Filmkritiken

SUPERBER HORROR AUS AUSTRALIEN

Samuel ist ein Sonderfall. Seine Mitschüler fürchten ihn, Lehrer misstrauen ihm, seine Tante hasst ihn. Zwar umrahmen weiche Locken sein Köpfchen. Doch der intensive Blick, der aus dem Gesicht starrt, verheißt nichts Gutes. Mit Panik-, Schock- und Schrei-Attacken stellt er seine alleinerziehende Mutter auf harte Proben.

Man kann festhalten: Samuel zählt zu den verhaltensauffälligeren Kindern der jüngeren Kinogeschichte. Obwohl bereits sieben, hat er seinen Geburtstag noch nie zum richtigen Datum gefeiert. "Weil an diesem Tag mein Vater tödlich verunglückt ist, als er meine Mutter zur Entbindung ins Spital fahren wollte", erzählt er der peinlich berührten Umwelt.

Und damit wären wir schon mittendrin im Trauma, das dem superb-subtilen Psycho-Horror von "Babadook" zugrunde liegt: Die unterdrückten Trauer einer Frau, die über den Tod ihres Mannes nicht hinwegkommt und völlig alleingelassen als Mutter zu scheitern droht.

Die Australierin Jennifer Kent landete mit ihrem Spielfilmdebüt einen Horror-Hit auf dem Sundance-Festival. Angeblich hat sich sogar William Friedkin, Regisseur von "Der Exorzist", gefürchtet.
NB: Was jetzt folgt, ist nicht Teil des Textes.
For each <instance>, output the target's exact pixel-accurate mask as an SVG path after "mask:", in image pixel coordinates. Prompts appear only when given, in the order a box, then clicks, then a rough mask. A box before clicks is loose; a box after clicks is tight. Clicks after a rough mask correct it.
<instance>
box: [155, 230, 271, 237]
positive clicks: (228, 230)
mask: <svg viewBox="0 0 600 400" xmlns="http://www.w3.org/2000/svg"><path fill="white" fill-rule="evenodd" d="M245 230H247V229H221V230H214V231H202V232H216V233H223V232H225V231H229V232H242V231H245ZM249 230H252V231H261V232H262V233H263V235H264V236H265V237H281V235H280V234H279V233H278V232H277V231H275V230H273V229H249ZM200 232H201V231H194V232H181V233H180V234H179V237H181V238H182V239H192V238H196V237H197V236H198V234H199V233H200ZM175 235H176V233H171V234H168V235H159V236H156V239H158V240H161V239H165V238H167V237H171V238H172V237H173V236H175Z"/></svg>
Man darf sich "Babadook" aber nicht als krassen Grusel ausmalen, bei dem grässliche Dämonen durch die Wände brechen. Eher schon klopft es hin und wieder seltsam an der Tür und niemand steht draußen. Oder es poltert im Kleiderkasten und die Tischlampe flackert. Ziemlicher Old-School-Horror also, aber psychologisch raffiniert und handwerklich effektiv in Szene gesetzt.

Schwarzer Mann

Als ob die einsamen Mutter-Kind-Abende im bleich-blauen, düsteren Haus nicht trist genug wären, zieht der Bub das Buch vom Babadook aus dem Regal. Arglos beginnt die Mutter die Geschichte vom Schwarzen Mann vorzulesen. Und schon haben sie ihn am Hals, den BA-ba DOOK! DOOK! DOOK!

Dass Horror oft im Kern der Familie lauert, wissen wir spätestens, seit Jack Nicholson in "The Shining" mit der Spitzhacke den Sohn erledigen wollte. Und dass auch Mütter ganz schön unheimlich werden können, haben uns Veronika Franz und Severin Fiala in ihrem Horrordebüt "Ich seh Ich seh"erzählt.
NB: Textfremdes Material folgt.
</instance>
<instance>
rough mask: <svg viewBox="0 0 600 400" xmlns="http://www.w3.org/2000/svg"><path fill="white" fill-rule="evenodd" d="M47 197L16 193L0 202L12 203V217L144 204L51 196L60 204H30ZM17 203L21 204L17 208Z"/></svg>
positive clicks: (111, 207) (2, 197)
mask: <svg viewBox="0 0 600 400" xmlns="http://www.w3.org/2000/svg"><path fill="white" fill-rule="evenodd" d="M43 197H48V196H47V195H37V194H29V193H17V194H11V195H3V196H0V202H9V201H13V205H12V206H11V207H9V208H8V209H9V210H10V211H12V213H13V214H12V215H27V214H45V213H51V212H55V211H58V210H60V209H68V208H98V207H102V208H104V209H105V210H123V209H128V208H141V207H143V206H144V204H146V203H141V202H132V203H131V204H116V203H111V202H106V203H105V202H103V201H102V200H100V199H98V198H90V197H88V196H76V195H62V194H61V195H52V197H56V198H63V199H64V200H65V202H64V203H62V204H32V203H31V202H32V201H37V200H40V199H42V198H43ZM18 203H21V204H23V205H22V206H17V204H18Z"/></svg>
Amelia, die zarte Altenpflegerin, ist erst ganz sanftmütige Mutter. Doch die Trauer um den toten Gatten drückt sie, der anstrengende Sohn strapaziert sie, die strafenden Blicke der anderer Mütter demütigen sie. Ihre Stimme wird schneidender, ihr Gesicht verzerrter, das Kind, der kleine Scheißer, unerträglicher. Unflätige Worte purzeln aus ihrem Mund. Danach kann sie selbst nicht glauben, was sie gesagt hat.
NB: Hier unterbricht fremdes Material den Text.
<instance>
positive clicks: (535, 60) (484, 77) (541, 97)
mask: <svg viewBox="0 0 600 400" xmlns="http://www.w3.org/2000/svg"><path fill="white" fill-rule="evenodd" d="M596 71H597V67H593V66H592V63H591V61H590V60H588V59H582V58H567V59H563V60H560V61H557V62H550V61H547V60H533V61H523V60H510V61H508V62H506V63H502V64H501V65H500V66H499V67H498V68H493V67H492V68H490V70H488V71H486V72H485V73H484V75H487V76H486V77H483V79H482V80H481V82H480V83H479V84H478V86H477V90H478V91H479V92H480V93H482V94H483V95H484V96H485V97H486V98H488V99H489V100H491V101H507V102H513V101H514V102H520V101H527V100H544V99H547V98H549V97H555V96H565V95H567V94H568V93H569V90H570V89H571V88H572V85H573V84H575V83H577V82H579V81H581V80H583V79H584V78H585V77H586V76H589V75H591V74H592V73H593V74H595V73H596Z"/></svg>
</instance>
Doch die Grenze ihrer Mutterliebe ist erreicht, der Horror beginnt. Mit schlafwandlerischer Sicherheit lotet Jennifer Kent jenes schattige Terrain aus, das zwischen Mutterliebe und ihrer Überforderung liegt. Und besonders das Ende, das sie sich für dieses Dilemma hat einfallen lassen, ist unübertroffen.